You’re not as good a listener as you think…
"The quieter you become, the more you can hear." – Ram Dass
Despite teaching people how to better speakers and to become more adept at using their human voice, one of the most important skills in taking control of your communication is actually knowing when to shut the hell up and make someone else feel heard. Crazy right?
When I was 25 my first significant girlfriend said to me “Do you realise that when someone else tells a story or a joke, you don’t even acknowledge it, you just jump straight into your own story within a split second?”. This was a real punch to the ego, and I’ve had to re-learn this again from a few people in my life since.
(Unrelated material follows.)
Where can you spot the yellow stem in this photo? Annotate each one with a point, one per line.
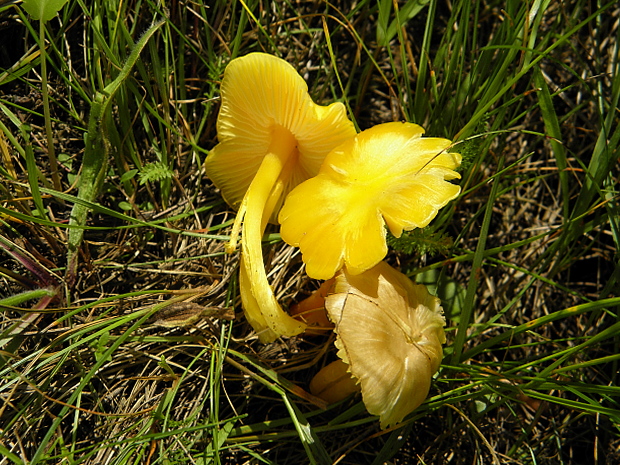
(259, 200)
By quietly watching my family interact I now know where I got this trait from, and I’ve been trying to kill it with fire ever since.
I grew up as a talker, a non-stop broadcaster, and this article is both a reminder to myself and hopefully something useful for you too.
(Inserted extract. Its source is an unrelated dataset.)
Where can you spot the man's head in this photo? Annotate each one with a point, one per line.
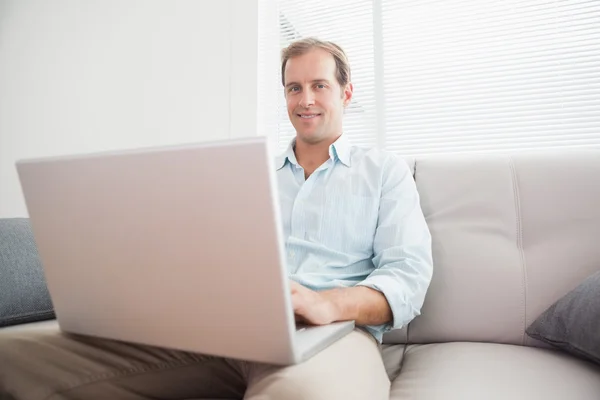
(316, 80)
Being a good listener is the gateway to
strong relationships
becoming an ally
being trusted with information and responsibility
being listened to in return
Regardless of whether you want to use your communication skills for good or to be a maniacal cult leader, being a good listener is top of the pile when it comes to getting people on your side.
Work life, friendships and romantic relationships all improve fast when your listening skills get a do-over. You can make someone feel important, validated and interesting, while you appear more intelligent, more attractive and an over-all calming presence.
Be honest with yourself, have you ever actively worked on being a better listener? The closest most people come is some mild effort not to lose concentration while being spoken to.
Speaking as someone who’s been a Grade A - awful listener at times, my journey to becoming a better one has been incredibly revealing.
Chances are you’re not the listener you might think you are BUT compared to losing weight, working on your mental health, or opening a fail-safe dinosaur theme park, the road to improvement is easy and the results are instant.
Here are my top tips…
Don’t interrupt - Pretty obvious start but it’s this first hurdle people mostly fall at. Allow the speaker to express their thoughts fully before responding or asking questions.
A common mistake people make is to constantly say “yeah” while nodding frantically. We’ve definitely all experienced this person. People do this to convey that they’re listening but it has the opposite effect to the speaker. These responses feel ‘default’, they disrupt the speaker’s message and leave them wondering if you really took any info on board.
Be Calm/Spread Calm - Keep your movements slow. I know we’re not approaching a silverback gorilla but this really is a good tactic. Stop what you’re doing, find a comfortable position and let someone speak. You can nod along if you like but do it slowly. Erratic movements make the listener feel like you’re not really present but slow nodding looks considered and calm. If you really want to make a display of being present, close that laptop, put your phone away, turn to to face the speaker.
As someone with ADHD (with emphasis on the H) I can’t tell you how positive the response has been when I’ve slowed down my movements and put more effort into making my friend/partner/colleague feel heard.
I’ve also got male single friends who swear their good listening skills are the main reason for their success with women.
Eye Contact - You might be thinking “Will, I can’t maintain eye contact for a whole conversation, it feels psychopathic!” and you’re not wrong. It would be very ‘Chat GPT’ of me to imply you need to maintain eye contact for a whole chat. We’re not machines and I’m here to coach you to be a better human.
It’s rare to find two people who are both equally comfortable with the same long term gazing into another’s eyes. Lots of people don’t like it. If both of you are then you might be about to form a connection more powerful than the world has ever seen.
Jokes aside, here’s my hot take on eye contact: If you’re not that comfortable with eye contact try to do it just a little more, paired with a slow nod. Take breaks from the incessant stare by finding one other place to look (somewhere downwards, it looks contemplative rather than distracted).
(I’m going to go much further into eye contact when we discuss reading the specific person you’re talking to on another day).
Don’t Pre-Judge - Ever felt like the person you’re talking to has already made an assumption about what you’re saying?
Yeah, it’s not nice. In fact its socially repellent.
It also makes you (the speaker) rarely want to open up to them again. This kind of listening will eventually end your romantic relationship, leave you promotion-less and slowly bring the number of guests at your future wedding down to 4 (including the priest). Ever seen Donald Trump interact with anyone? That’s what it looks like.
Empathise - Whether you want to connect with someone OR you want them to stop talking. Empathy will fulfil both while still making you a better listener. People just want to have their experiences validated and this helps them feel heard. If the person is a chronic complainer, you empathising with them ASAP will likely cause them to stop, at least for a while. Empathy is human connection 101.
Here’s an empathy cue card..
“I’m so sorry to hear that happened to you, that sounds really shit!”
“I’m not surprised that incident stressed you out, are you feeling better now?”
“You deserve that holiday after you saved all those raccoons, Linda! Looking forward to hearing about it when you get back.”
Remember, empathy is about showing genuine care and understanding for someone's emotions and experiences. These sentences can help convey that you're actively listening and trying to connect with them. Don’t be a machine about it and Don’t just blankly say “That’s crazy” while staring at your phone.